Parliament of Canada
- Long title An Act to amend the Patent Act and the Food and Drugs Act (The Jean Chrétien Pledge to Africa) ;
- Citation: S.C. 2004, c. 23
- Considered by: House of Commons of Canada
- Considered by: Senate of Canada
- Assented to: May 14, 2004

Legislative history

First chamber: House of Commons of Canada
- Bill citation: Bill C-9
- Introduced by: Lucienne Robillard MP, Minister of Industry
- First reading: February 12, 2004
- Second reading: February 12, 2004
- Third reading: May 4, 2004

Second chamber: Senate of Canada
- Member(s) in charge: Eymard Corbin
- First reading: May 4, 2004
- Second reading: May 11, 2004
- Third reading: May 13, 2004

= Pledge to Africa Act =

2004 Canadian act

The Pledge to Africa Act is an Act of the Parliament of Canada. It was Bill C-9 of the third session of the 37th Canadian Parliament. The legislation amends the Patent Act and the Food and Drugs Act to implement Canada's Access to Medicines Regime. It represented the first implementation of the TRIPS flexibilities declared in the August 30, 2003, General Council decision. Enacted in May 2004, it allows Canada to enact compulsory licenses to export essential medicines to countries without the capacity to manufacture their own.
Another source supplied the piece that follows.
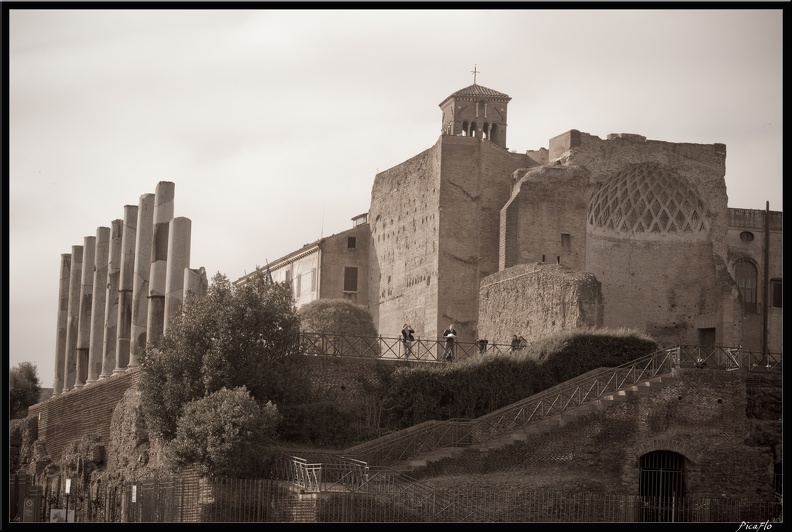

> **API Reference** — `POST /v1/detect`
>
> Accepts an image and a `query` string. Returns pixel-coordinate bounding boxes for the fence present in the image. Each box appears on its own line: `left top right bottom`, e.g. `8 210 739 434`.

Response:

Other countries that have since enacted similar legislation include Norway and India.

==Purpose==

The purpose of the Act is to improve access to drugs for developing countries that lack the resources to manufacture the drugs and cannot afford to buy them at the usual market cost. The drugs that fight these diseases are expensive to create and manufacture and thus are usually unaffordable for those who need them the most.
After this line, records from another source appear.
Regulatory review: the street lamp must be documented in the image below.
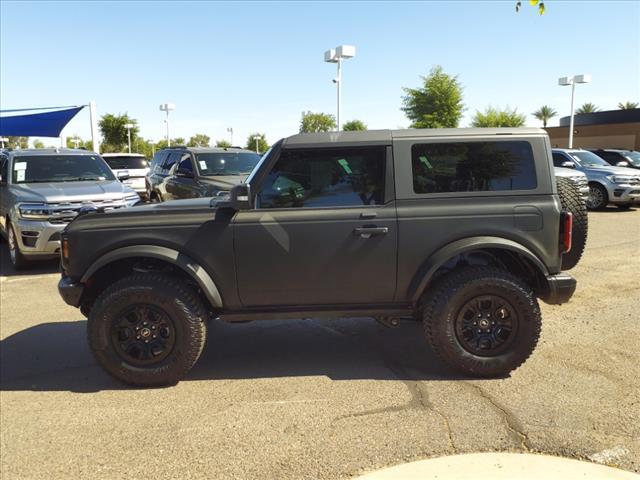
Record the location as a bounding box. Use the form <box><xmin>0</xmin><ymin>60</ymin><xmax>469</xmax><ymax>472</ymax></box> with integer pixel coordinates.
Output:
<box><xmin>125</xmin><ymin>123</ymin><xmax>135</xmax><ymax>153</ymax></box>
<box><xmin>558</xmin><ymin>75</ymin><xmax>591</xmax><ymax>148</ymax></box>
<box><xmin>324</xmin><ymin>45</ymin><xmax>356</xmax><ymax>131</ymax></box>
<box><xmin>160</xmin><ymin>103</ymin><xmax>176</xmax><ymax>147</ymax></box>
The Pledge to Africa Act allows for the patents on these drugs to be overridden so that manufacturers can produce generic versions of the drug to sell in underdeveloped countries.

==Criticisms==

Some questions have been raised concerning the Acts efficacy, or lack thereof, at increasing the availability of pharmaceuticals in poor nations. It took a full year from the time the bill was introduced to the time that it came into effect. Since the Act came into effect in 2005, only one drug has been manufactured and exported under the act. It has been suggested that this is because restrictions incorporated into the Act make it too difficult for generic drug companies to get permission to produce a generic and to export it to countries in need. The process for obtaining patent exemptions under the Act is quite costly, and the exemption must be renewed every two years. As such, it may not be economically viable for generic drug makers to apply for an exemption, or even if it is, the expense and mandated frequent renewals may tend to discourage generic makers from applying. Additionally, exporting pharmaceuticals under the Act to countries that are not part of the World Trade Organization's TRIPS agreement is made more difficult by further restrictions.